Con il successivo “Tu che la vanità” da Don Carlo si tocca uno dei vertici del disco. Elisabetta è donna prima che regina, e, complice un’orchestra sovrana sotto la guida di Chailly, Anna Netrebko interpreta quest’aria in un continuo trascolorare di emozione e introspezione psicologica, con una colonna compatta di voce perfettamente gestita sul fiato e senza frattura alcuna in nessun registro. Se bastassero due parole per definire la statura di un’artista, ascoltate come dice (cantando) “Francia” e “Fontainebleau”; sembra poco e invece è un mondo.

A seguire un turbinoso e febbrile “Dich, teure Halle” dal wagneriano Tannhäuser, affrontato con slancio e abbandono e salite in acuto lucenti come spade al sole.

Cilea è un grande autore, checché se ne dica, Chailly sicuramente lo sa e Anna Netrebko ce lo ricorda. Il dolente, cinereo letto sonoro offre alla cantante il destro di un’interpretazione di “Poveri fiori” da Adriana Lecouvreu ripiegata e sfinita, in un mosaico di sfumature e pianissimi, e questo nonostante – sembra una contraddizione ma il contrasto crea la trama di una tela affascinante – il timbro e l’emissione restino rigogliosi e avvolgenti.

Con la grande Aria di Lisa da La dama di picche di Cajkovskij, “Uzh polnoch Blitzitsya…Akh, istomilas ya gorem” ecco un altro picco della registrazione. La tinta di tenebra e ferita angoscia che Anna Netrebko fa scaturire dalla voce, in malinconico dialogo con un’orchestra perfetta, la bellezza di un canto colmo di verità e dolore, non può che inchiodare chi ascolta. Sta succedendo davvero? La musica può essere più verosimile della realtà?

“Un bel dì vedremo” ed ecco una Cio-cio-san insolitamente donna, matura, consapevole. Canta di un’attesa in cui lei nemmeno crede davvero e lo fa con sfolgorante padronanza di mezzi e un risvolto drammatico che non siamo soliti ascoltare in quest’aria di Butterfly; un’angolazione nuova, di singolare fascino.

Fremente e fulgida, in successione, l’Elsa di Lohengrin, con “Einsam in trüben Tagen”, un torrente di voce governato dalla dolce autorevolezza – passatemi l’ossimoro – dell’accento e dello scavo della frase musicale.

Commovente è il “Sola, perduta, abbandonata” da Manon Lescaut, in cui la travolgente resa vocale (la ricordo dal vivo nel recital della Scala, le pareti letteralmente tremavano all’impatto di quegli armonici) si congiunge ad un formidabile intreccio di intenzioni espressive.

Le ultime due tracce sono il “dulcis in fundo”, diversamente sorprendenti, e Riccardo Chailly non è secondo alla sua grande interprete, sia chiaro.

Il lamento di Didone da Dido and Aeneas di Purcell, “When I am laid in earth” ci presenta la Netrebko in un’imprevista incursione nell’opera del Seicento.
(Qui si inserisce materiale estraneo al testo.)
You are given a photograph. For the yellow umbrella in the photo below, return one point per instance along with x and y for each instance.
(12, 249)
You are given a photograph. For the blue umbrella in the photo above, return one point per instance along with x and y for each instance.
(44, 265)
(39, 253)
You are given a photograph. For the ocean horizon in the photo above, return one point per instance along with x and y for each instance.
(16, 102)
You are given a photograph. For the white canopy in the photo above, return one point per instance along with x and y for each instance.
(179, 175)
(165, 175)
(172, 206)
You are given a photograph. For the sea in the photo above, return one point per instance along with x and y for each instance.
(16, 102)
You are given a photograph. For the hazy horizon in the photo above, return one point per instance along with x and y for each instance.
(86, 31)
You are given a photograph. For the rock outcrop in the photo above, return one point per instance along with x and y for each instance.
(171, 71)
E che incursione!  Questa vocalità calda, rotonda, sontuosa, infonde una forza struggente, e per certi versi affatto nuova, ai laceranti “Remember me” della regina di Cartagine  – che meravigliosa invocazione nei confronti di un amore ferito e tradito, tra l’altro… – che si trasformano così in carnale manifestazione di tormentata umanità.

E per concludere un miracoloso “Mild und leise” da Tristan und Isolde di Wagner (a quando un’Isolde in teatro? Da quello che si sente potrebbe essere un evento…). Grazie anche a uno Chailly che ricama e incendia l’Orchestra in stato di grazia, Anna Netrebko offre del “Liebestod” – occorre dirlo, uno degli esempi assoluti e totali di “divino” in musica – un’interpretazione magistrale; un flusso lussureggiante ed emozionante di voce compatta, salda, incandescente, in completa compenetrazione con quello della frase wagneriana. Emozione pura, senza filtri, per una cantante tra le maggiori di oggi e probabilmente di sempre.

Chi ama la Voce – e non si dica che non ci sono più quelle di una volta…-  non si stancherà di ascoltare e riascoltare Amata dalle tenebre. Dietro la voce qui c’è anche una straordinaria e modernissima Artista, con la maiuscola.